W37 - LLM Hallucinations and Uncertainty

Last week there were two important papers, one from OpenAI and one from Thinking Machines. The former explains why large models hallucinate, and the latter validates the root cause of LLM nondeterminism. Both contain many counter-consensus viewpoints and represent clear incremental knowledge.

The first is from OpenAI:Why language models hallucinate. TLDR: you can read the Conclusions section at the end directly.

Counterintuitive conclusion: improving model accuracy cannot completely eliminate hallucinations, because many real-world questions have no definitive answers. However, hallucinations can be entirely avoided if large models are allowed to abstain and answer “I don’t know.” Current high hallucination rates are largely due to selective errors in evaluation and measurement. Training must not focus only on accuracy; it should also consider error rate, abstention rate, and confidence calibration.

Combined with a product architecture article I read,A PM's Guide to AI Agent Architecture: Why Capability Doesn't Equal Adoption, it offers architectural approaches to controlling hallucinations from the perspective of user trust. A counterintuitive takeaway is that showing weakness when uncertain improves adoption more than confidently making mistakes. When the model is uncertain, admitting uncertainty, abstaining, and explaining transparently builds longer-term trust more effectively than confidently guessing. The author emphasizes a “trust layer”: confidence cues, transparent reasoning, confirmation/permission patterns, graceful boundaries, and human escalation.

I have a possibly imperfect interpretation: current large models tend toward “low precision, high recall.” To avoid hallucinations and increase user trust, we should train their reward models toward “high precision, low recall.” In other words, first stabilize the proportion of correct responses, then expand the range of cases where the model is allowed to answer.

The second is from Thinking Machines:Defeating Nondeterminism in LLM Inference. This is the first public result from the company since its founding earlier this year. They say a major technical release is planned for Q4. It is also the last widely anticipated model company in Silicon Valley.

Regarding nondeterminism in LLM inference, the mainstream view attributes it to GPU multicore concurrency and atomic adds. This paper argues that typical LLM forward passes do not involve any atomic adds at all. The root cause of nondeterminism is that kernels are insensitive to batch size/partitioning and lack batch invariance. Once key operators (RMSNorm, MatMul, Attention) are made batch-invariant, the same input yields identical output under any concurrent load.

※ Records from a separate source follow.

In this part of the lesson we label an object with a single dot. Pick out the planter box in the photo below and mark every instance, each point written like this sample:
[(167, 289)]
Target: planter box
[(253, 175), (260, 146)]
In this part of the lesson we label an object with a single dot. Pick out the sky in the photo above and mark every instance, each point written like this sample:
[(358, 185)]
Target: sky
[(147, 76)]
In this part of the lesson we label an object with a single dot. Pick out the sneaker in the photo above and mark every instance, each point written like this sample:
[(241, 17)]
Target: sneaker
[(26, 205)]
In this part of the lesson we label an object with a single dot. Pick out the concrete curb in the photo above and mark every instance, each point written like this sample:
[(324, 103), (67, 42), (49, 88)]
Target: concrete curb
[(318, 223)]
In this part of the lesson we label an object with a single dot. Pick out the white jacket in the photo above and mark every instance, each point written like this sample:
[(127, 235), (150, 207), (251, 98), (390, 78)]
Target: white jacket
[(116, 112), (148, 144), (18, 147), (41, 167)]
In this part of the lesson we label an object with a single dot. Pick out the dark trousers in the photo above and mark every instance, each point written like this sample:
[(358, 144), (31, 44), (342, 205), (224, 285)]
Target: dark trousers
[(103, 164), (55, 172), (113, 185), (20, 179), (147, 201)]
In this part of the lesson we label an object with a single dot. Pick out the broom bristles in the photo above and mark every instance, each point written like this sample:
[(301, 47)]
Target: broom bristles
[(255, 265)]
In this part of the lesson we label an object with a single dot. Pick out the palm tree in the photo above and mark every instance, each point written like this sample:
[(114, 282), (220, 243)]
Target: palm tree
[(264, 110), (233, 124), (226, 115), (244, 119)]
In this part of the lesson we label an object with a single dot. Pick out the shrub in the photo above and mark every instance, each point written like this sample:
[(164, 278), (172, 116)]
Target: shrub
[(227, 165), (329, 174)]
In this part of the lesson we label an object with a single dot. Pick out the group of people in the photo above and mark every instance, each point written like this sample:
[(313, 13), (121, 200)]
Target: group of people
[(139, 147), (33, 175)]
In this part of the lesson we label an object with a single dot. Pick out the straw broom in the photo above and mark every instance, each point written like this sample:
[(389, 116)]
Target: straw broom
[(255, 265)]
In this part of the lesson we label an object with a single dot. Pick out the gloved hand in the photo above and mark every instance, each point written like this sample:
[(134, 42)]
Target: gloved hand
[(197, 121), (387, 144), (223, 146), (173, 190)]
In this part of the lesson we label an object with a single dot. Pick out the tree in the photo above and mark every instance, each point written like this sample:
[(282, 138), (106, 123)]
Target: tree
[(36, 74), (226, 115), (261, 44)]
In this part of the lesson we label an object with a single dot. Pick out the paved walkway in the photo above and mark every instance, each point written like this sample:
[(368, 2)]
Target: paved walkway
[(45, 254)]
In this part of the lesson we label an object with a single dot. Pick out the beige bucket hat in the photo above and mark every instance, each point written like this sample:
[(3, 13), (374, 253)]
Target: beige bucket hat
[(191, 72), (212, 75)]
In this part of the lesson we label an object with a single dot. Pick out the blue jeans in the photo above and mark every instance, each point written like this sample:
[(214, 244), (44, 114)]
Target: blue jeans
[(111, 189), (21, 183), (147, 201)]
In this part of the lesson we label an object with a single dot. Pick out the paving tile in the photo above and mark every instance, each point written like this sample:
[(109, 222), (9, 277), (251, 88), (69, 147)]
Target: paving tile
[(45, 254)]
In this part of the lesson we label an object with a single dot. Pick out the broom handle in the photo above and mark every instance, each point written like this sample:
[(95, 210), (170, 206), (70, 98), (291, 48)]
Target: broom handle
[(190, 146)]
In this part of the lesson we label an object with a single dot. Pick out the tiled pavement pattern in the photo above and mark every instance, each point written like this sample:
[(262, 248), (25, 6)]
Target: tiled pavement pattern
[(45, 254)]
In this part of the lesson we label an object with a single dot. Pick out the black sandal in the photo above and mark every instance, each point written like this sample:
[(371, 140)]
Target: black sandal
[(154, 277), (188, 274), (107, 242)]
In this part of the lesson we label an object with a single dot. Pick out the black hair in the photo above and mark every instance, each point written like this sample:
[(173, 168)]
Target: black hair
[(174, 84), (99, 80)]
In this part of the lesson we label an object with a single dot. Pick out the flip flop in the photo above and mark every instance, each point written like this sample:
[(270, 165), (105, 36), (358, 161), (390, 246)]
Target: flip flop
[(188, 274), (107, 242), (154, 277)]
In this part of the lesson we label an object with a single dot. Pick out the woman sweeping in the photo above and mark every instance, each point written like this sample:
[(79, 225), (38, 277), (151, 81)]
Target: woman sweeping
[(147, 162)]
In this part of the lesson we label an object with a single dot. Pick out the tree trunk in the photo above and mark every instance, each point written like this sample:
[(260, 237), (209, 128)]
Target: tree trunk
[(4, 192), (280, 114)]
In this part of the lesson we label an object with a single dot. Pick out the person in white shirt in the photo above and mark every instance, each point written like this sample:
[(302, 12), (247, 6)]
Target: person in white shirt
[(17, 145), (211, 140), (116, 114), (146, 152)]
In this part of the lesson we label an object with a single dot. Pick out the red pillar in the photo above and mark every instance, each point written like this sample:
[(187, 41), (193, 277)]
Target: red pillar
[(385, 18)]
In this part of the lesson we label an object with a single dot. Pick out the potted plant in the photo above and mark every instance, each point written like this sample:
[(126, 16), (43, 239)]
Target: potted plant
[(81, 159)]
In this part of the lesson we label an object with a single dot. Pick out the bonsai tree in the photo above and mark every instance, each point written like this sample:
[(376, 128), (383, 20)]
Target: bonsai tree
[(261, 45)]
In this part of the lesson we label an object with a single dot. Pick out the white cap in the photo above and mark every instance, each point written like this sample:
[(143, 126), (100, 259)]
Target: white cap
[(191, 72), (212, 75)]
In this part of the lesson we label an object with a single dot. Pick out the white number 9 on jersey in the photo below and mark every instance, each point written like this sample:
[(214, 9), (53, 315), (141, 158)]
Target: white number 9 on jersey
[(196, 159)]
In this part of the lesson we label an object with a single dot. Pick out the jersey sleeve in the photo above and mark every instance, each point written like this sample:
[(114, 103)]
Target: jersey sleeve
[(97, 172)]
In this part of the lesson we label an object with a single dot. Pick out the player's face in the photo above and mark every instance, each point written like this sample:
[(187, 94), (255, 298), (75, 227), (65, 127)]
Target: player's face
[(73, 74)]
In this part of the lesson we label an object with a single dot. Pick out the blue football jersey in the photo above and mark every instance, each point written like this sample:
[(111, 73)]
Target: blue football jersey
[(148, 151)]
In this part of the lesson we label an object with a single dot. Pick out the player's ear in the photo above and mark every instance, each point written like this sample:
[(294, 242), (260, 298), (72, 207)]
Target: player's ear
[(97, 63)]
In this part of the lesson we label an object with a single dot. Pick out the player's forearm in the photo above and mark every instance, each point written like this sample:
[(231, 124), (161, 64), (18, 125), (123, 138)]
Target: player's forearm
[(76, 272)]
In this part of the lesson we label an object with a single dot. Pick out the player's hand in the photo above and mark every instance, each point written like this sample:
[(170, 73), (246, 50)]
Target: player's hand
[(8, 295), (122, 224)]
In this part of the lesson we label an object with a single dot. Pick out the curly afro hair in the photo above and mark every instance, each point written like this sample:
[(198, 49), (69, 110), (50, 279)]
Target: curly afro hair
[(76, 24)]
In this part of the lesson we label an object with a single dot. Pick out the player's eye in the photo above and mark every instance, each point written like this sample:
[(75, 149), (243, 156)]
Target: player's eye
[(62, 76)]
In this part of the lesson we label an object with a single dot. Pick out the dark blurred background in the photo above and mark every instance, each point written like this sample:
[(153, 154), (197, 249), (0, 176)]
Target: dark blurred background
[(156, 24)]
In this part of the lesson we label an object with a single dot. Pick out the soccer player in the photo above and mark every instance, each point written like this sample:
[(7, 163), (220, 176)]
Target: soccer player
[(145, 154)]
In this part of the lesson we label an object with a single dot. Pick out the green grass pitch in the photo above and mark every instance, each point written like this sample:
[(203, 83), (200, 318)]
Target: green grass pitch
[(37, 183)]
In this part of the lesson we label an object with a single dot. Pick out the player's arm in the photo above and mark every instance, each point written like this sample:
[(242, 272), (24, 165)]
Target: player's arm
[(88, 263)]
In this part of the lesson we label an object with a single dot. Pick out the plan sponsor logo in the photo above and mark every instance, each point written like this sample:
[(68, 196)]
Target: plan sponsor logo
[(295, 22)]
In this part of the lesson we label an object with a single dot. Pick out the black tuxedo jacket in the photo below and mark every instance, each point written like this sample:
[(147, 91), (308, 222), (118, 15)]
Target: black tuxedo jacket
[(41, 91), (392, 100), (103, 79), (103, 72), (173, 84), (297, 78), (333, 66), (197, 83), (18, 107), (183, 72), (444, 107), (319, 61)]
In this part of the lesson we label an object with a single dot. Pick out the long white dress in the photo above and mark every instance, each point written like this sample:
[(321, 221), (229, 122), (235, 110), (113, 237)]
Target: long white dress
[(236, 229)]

Thinking Machines validated this experimentally using Qwen3. The prompt was “Tell me about Richard Feynman,” temperature set to 0, generating 1000 tokens each time, sampled 1000 times. All 1000 generations were identical, with some performance degradation.

For practical implications in large-model applications, AI gives me the following answers.

  1. For fine-tuning and multi-turn dialogue policy improvement, this is the key step that turns “whether a policy improvement works” from mysticism into engineering;

  2. Consistency at zero temperature (temperature=0) can greatly reduce user distrust caused by “different answers to the same question,” especially in pipelines that require definitive statements, such as Q&A, search rewriting, generated recommendations, automated customer service replies, and risk-control explanations;

  3. A guarantee of “same input yields same output” provides the foundation for traceability and assignment of responsibility in highly regulated, stability-expectant domains like finance, healthcare, and government/enterprise where stability, explainability, and auditability are required.